Maria in der Hoffnung
Die Darstellung der Gottesmutter „Maria in der Hoffnung“, lateinisch „Maria Gravida“, ist eng mit einer Erzählung aus dem Lukas-Evangelium verknüpft. Sie erinnert an den Moment, als die schwangere Maria ihre Verwandte Elisabet besuchte, die mit Johannes dem Täufer schwanger war. Diese Begegnung ist mehr als ein familiäres Treffen. Es ist auch das erste Zusammentreffen der beiden Söhne.
Der ungeborene Johannes, der nach den Worten der Schrift bereits im Mutterleib vom Heiligen Geist erfüllt ist, erkennt in Jesus den Messias. Bei Lukas lesen wir, dass das Kind im Leib der Elisabet „hüpfte“ (Lk 1,41 und 1,44). Das ist ein Zeichen der Freude. Johannes nimmt seine Aufgabe als Vorläufer des Messias bereits wahr. Elisabet wird zur Ersten, die den Lobpreis auf Maria und ihr Kind anstimmt. Jesus, den kommenden Retter, nennt sie „Herrn“. Der Höhepunkt des Lobpreises findet sich in Vers 45: „Selig ist die, die geglaubt hat, dass sich erfüllt, was der Herr ihr sagen ließ.“
Maria steht fest in der Tradition des Volkes Israels. Gleichzeitig wird sie zum Vorbild des Glaubens für die neue Zeit, die mit Jesus anbricht. Dem Willen Gottes gehorchend, bringt sie seinen Sohn zur Welt. Damit nimmt sie aktiv an der Verwirklichung des Reiches Gottes teil.

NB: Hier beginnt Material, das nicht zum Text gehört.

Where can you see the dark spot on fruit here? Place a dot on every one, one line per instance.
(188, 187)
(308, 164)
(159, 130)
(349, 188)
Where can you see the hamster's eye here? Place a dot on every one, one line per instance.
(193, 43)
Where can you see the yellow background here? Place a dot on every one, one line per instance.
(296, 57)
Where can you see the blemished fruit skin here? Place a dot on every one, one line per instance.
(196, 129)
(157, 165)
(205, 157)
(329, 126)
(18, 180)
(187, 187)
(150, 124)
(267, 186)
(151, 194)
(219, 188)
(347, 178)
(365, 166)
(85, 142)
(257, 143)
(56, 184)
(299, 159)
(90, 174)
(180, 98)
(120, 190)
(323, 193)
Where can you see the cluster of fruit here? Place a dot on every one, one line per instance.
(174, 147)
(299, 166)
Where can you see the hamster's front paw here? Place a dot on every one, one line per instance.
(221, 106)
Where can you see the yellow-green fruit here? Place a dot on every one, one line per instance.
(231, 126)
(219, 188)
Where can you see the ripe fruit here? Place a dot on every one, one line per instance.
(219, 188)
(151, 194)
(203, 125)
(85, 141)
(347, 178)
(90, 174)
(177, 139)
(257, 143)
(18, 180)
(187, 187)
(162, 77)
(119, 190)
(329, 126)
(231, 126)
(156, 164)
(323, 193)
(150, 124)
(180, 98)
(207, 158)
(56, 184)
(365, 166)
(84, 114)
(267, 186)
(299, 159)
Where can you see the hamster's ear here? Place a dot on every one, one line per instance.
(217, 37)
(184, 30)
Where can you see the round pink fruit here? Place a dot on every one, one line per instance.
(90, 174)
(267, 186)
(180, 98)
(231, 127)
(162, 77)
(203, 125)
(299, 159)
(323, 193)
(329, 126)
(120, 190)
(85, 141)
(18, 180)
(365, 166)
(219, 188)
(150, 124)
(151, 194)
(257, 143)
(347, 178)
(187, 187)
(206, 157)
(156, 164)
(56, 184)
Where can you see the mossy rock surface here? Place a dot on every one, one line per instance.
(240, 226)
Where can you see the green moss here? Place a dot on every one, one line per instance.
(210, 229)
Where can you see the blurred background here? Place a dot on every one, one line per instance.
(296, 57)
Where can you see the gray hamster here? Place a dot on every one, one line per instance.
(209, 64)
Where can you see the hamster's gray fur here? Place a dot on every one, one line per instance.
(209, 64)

Die Schwangerschaft Mariens in Kunst und Theologie
Die künstlerische Darstellung der schwangeren Jungfrau Maria fand vor allem im Mittelalter und in der Volkskunst des 18. Jahrhunderts weite Verbreitung. Diese Darstellungen knüpfen direkt an die Begegnung von Maria und Elisabet an, die in der christlichen Tradition als „Heimsuchung“ bezeichnet wird. Die christliche Kunst thematisierte dabei die Schwangerschaft Mariens in Kindheitsszenen Jesu, aber auch in Einzeldarstellungen der Gottesmutter und im Zusammenhang mit der Eucharistie. Das geschah mal realistisch, mal symbolisch.
Es gibt Darstellungen Mariens, die sie mit gewölbtem Bauch zeigen, aber auch Bilder, auf denen die Figur des Kindes oder die Buchstaben „IHS“ auf dem Bauch der Jungfrau zu sehen sind. Ausgangspunkt dieser Darstellungen ist der Lobpreis, mit dem Elisabet Maria begrüßte: „Gesegnet bist du mehr als alle anderen Frauen, und gesegnet ist die Frucht deines Leibes“ (Lk 1,42). Dieser Vers wurde besonders durch das „Ave Maria“ im Bewusstsein der Gläubigen verbreitet, das etwa seit dem 7. Jahrhundert Teil der Adventsliturgie wurde. Seit dem 13. Jahrhundert ist es eines der verbreitetsten christlichen Gebete überhaupt.
Die übrigen Aussagen in der Bibel über die Schwangerschaft Mariens sind recht spärlich und wenig anschaulich. Johannes schreibt im Prolog seines Evangeliums nur: „Das Wort ist Fleisch geworden“ (Joh 1,14). In Texten von Mystikern und in apokryphen Evangelien wird die Schwangerschaft hingegen ausführlich dargelegt. Im apokryphen Bartholomäus-Evangelium etwa heißt es: „O Mutterschoß, der du, im Leibe verborgen, den weithin sichtbaren Christus geboren hast!“
In der mittelalterlichen Mystik führte die Identifikation mit der Gottesmutter zum Bild der „geistlichen Schwangerschaft“: So mahnte ein Abt im 12. Jahrhundert seine Mitbrüder: „Tragt Sorge um den Sohn Gottes in Euch!“ Auch in der Ostkirche kennt man Darstellungen der Maria Gravida. Auf Ikonen hält Maria Jesus in einer Scheibe vor der Brust, ohne Verbindung zwischen Mutter und Sohn. Bei dieser Darstellung spricht man von „Platytera“ oder „Muttergottes vom Zeichen“. Dieser Bildtypus hat sich in der westlichen Kirche nicht durchsetzen können.
Maria, die Hoffende, Vorbild im Glauben
„Maria in der Hoffnung“, dieser Titel trifft nicht nur auf die Schwangerschaft Mariens zu. Elisabet preist Maria selig, weil sie geglaubt hat. Die Größe Mariens besteht in ihrem Glauben, der der Grund ihrer Hoffnung ist. Ihr Glaube war kein fester Besitz. Sie wusste am Anfang sicher noch nicht, wozu sie Ja gesagt hatte, als der Engel ihr ankündigte, sie werde einen Sohn gebären. Im Laufe des Lebens musste sich ihr Glaube oft bewähren. Sie wird vieles nicht gleich verstanden haben, was Gott ihr zugemutet hat: unverheiratet schwanger, eine Geburt unter ärmlichsten Verhältnissen, Flucht in ein fernes Land, das Leiden und Sterben ihres Sohnes.
Maria ist ihren Weg in treuem Glauben gegangen. Darin ist sie Mutter der Glaubenden, Vorbild und Hilfe der Glaubenden. Offen sein für Gott im Alltag, auf ihn hören, seinem Wort trauen, auch wenn wir ihn nicht immer sofort begreifen – darin bewährt sich unser Glaube, das ist Hoffnung auf Gott. Nichts anderes ist christliches Leben. Maria hat das vorgelebt. Ihre Darstellung als Maria Gravida bringt das zum Ausdruck.